If you're migrating from the previous Tailscale design, update /etc/wisehosting/config.yaml:

api_server:
  url: "http://10.50.0.1:8081"   # was 100.x.y.z under Tailscale

Then systemctl restart wisehosting-worker. The agent re-registers, fetches a new JWT, and reconnects WSS.

systemctl status wg-quick@wg0 says dead

sudo journalctl -u wg-quick@wg0 -n 50

Common causes:

  • Syntax error in wg0.conf (a stray space, a missing =).
  • Two [Interface] blocks (don't run the script twice with different role flags on the same host).
  • Kernel module missing (modprobe wireguard should succeed; on very old kernels you need wireguard-dkms).

Key rotation

Compromised key, periodic rotation, or rebuilding a host?

  1. On the affected host, rename the old keypair:
    sudo mv /etc/wireguard/{cp,worker}_private.key{,.bak}
    sudo mv /etc/wireguard/{cp,worker}_public.key{,.bak}
  2. Re-run the matching role of the script. It will generate a fresh keypair and rewrite wg0.conf.
  3. Update the other side's [Peer] block with the new public key.
  4. sudo wg syncconf wg0 <(wg-quick strip wg0) on the other side.
  5. Delete the .bak files.

The control-plane API key (the one in /etc/wisehosting/config.yaml under worker.api_key) is separate from the WireGuard key and rotates independently.

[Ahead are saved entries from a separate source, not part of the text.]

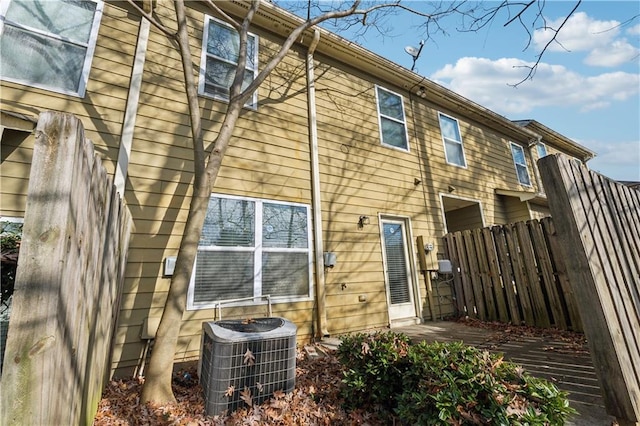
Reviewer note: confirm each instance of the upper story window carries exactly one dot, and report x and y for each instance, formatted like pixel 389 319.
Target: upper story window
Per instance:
pixel 250 248
pixel 542 149
pixel 453 149
pixel 221 47
pixel 520 163
pixel 393 126
pixel 49 44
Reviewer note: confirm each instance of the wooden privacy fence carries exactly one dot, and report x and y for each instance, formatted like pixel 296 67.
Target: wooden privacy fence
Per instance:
pixel 512 273
pixel 70 271
pixel 598 223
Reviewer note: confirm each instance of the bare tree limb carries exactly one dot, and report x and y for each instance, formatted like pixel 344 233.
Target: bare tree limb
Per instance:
pixel 231 21
pixel 153 20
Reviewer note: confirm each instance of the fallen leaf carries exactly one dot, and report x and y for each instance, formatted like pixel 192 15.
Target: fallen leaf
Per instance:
pixel 249 358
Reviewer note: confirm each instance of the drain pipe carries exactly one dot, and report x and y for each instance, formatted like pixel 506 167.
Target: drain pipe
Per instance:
pixel 131 111
pixel 315 189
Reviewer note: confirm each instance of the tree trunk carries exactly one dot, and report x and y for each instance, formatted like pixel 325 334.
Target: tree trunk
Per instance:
pixel 157 387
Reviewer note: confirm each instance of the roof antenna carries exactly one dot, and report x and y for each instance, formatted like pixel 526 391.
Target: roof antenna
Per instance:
pixel 415 53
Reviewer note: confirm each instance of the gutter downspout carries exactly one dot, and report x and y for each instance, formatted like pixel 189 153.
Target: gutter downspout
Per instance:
pixel 315 189
pixel 133 98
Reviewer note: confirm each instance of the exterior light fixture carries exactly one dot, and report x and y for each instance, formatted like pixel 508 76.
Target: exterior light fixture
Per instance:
pixel 363 220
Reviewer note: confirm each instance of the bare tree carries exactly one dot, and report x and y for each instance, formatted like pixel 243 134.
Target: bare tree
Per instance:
pixel 342 14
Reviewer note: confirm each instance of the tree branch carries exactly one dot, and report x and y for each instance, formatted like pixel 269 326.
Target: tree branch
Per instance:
pixel 153 20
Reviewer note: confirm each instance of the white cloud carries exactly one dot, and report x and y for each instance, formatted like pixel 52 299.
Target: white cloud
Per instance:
pixel 487 82
pixel 635 30
pixel 579 33
pixel 617 160
pixel 619 52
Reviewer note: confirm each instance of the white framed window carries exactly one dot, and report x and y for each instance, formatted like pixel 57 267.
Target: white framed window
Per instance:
pixel 249 248
pixel 542 149
pixel 453 148
pixel 520 162
pixel 391 119
pixel 49 44
pixel 220 50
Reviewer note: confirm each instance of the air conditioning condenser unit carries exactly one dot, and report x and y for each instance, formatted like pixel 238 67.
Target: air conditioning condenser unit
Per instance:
pixel 243 359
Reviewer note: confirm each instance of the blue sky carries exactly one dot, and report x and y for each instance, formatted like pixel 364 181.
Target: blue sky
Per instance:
pixel 586 88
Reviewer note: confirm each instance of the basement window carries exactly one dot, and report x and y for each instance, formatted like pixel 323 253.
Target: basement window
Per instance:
pixel 49 44
pixel 250 248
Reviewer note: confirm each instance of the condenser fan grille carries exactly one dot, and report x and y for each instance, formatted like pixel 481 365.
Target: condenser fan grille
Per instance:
pixel 235 366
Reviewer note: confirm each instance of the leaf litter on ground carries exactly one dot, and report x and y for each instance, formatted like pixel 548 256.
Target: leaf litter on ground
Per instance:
pixel 315 400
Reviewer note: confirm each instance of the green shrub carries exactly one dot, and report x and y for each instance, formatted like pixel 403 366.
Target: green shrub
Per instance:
pixel 374 366
pixel 445 383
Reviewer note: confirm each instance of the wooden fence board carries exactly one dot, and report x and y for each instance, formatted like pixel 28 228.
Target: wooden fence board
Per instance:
pixel 494 274
pixel 555 303
pixel 588 232
pixel 520 277
pixel 483 271
pixel 516 272
pixel 506 269
pixel 474 274
pixel 530 283
pixel 560 272
pixel 465 276
pixel 450 250
pixel 62 313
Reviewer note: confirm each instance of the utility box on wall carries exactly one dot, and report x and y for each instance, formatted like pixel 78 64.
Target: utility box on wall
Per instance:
pixel 426 255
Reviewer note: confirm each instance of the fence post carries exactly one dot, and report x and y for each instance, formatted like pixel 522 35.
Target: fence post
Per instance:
pixel 57 342
pixel 603 273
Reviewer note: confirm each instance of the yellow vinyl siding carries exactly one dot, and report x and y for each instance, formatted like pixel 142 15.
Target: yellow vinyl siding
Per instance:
pixel 16 152
pixel 268 158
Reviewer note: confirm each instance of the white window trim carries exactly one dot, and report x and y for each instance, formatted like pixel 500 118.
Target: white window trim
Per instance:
pixel 253 103
pixel 445 140
pixel 403 122
pixel 257 300
pixel 541 146
pixel 515 165
pixel 88 59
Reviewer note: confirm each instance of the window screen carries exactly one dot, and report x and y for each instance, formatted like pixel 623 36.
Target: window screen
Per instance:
pixel 250 248
pixel 49 44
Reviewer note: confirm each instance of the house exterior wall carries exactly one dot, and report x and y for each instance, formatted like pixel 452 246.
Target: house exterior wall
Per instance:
pixel 269 158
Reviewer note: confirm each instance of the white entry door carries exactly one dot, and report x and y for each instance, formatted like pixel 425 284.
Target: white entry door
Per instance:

Where this fits in the rest of the system

  • The control plane binds :8081 for everything: dashboard, OAuth, REST API, worker control endpoints (/v1/workers/*), and the two Traefik HTTP-provider endpoints (/v1/traefik/config legacy, /v1/traefik/proxy-config for the proxy server). Cloudflare WAF rules drop public hits to the worker and Traefik paths at the edge, but defence-in-depth means workers and the proxy only dial those paths via the tunnel.
  • The worker's WSS connection (/v1/workers/ws) goes to :8081 over the tunnel. See Worker & WSS reference for the connection lifecycle.
  • The proxy Traefik polls /v1/traefik/proxy-config every 5 s over the tunnel. See Proxy server setup for full details.
  • The proxy server also uses WireGuard to reach workers — container ports are bound on the worker's WG IP (10.50.0.x) and the proxy forwards HTTP directly to them. No public port on the worker is required.

Reference: full files

CP /etc/wireguard/wg0.conf (after two workers and the proxy server are joined):

[Interface]
Address = 10.50.0.1/24
ListenPort = 51821
PrivateKey = <CP private key>

[Peer]
# worker-1
PublicKey = <worker-1 public key>
AllowedIPs = 10.50.0.2/32

[Peer]
# worker-2
PublicKey = <worker-2 public key>
AllowedIPs = 10.50.0.3/32

[Peer]
# proxy server (192.99.14.173)
PublicKey = <proxy public key>
AllowedIPs = 10.50.0.30/32

Worker-1 /etc/wireguard/wg0.conf:

[Interface]
Address = 10.50.0.2/24
ListenPort = 51821
PrivateKey = <worker-1 private key>

[Peer]
# control plane
PublicKey = <CP public key>
AllowedIPs = 10.50.0.1/32
Endpoint = <CP public IPv4>:51821
PersistentKeepalive = 25

Proxy server /etc/wireguard/wg0.conf:

[Interface]
Address = 10.50.0.30/24
ListenPort = 51821
PrivateKey = <proxy private key>

[Peer]
# control plane
PublicKey = <CP public key>
AllowedIPs = 10.50.0.0/24
Endpoint = <CP public IPv4>:51821
PersistentKeepalive = 25

Proxy AllowedIPs is broader

The proxy peer uses AllowedIPs = 10.50.0.0/24 (the whole mesh) rather than just 10.50.0.1/32. This lets Traefik on the proxy route directly to any worker container IP in the mesh without an additional route. Workers keep their narrower AllowedIPs = 10.50.0.1/32 since they only need to reach the control plane.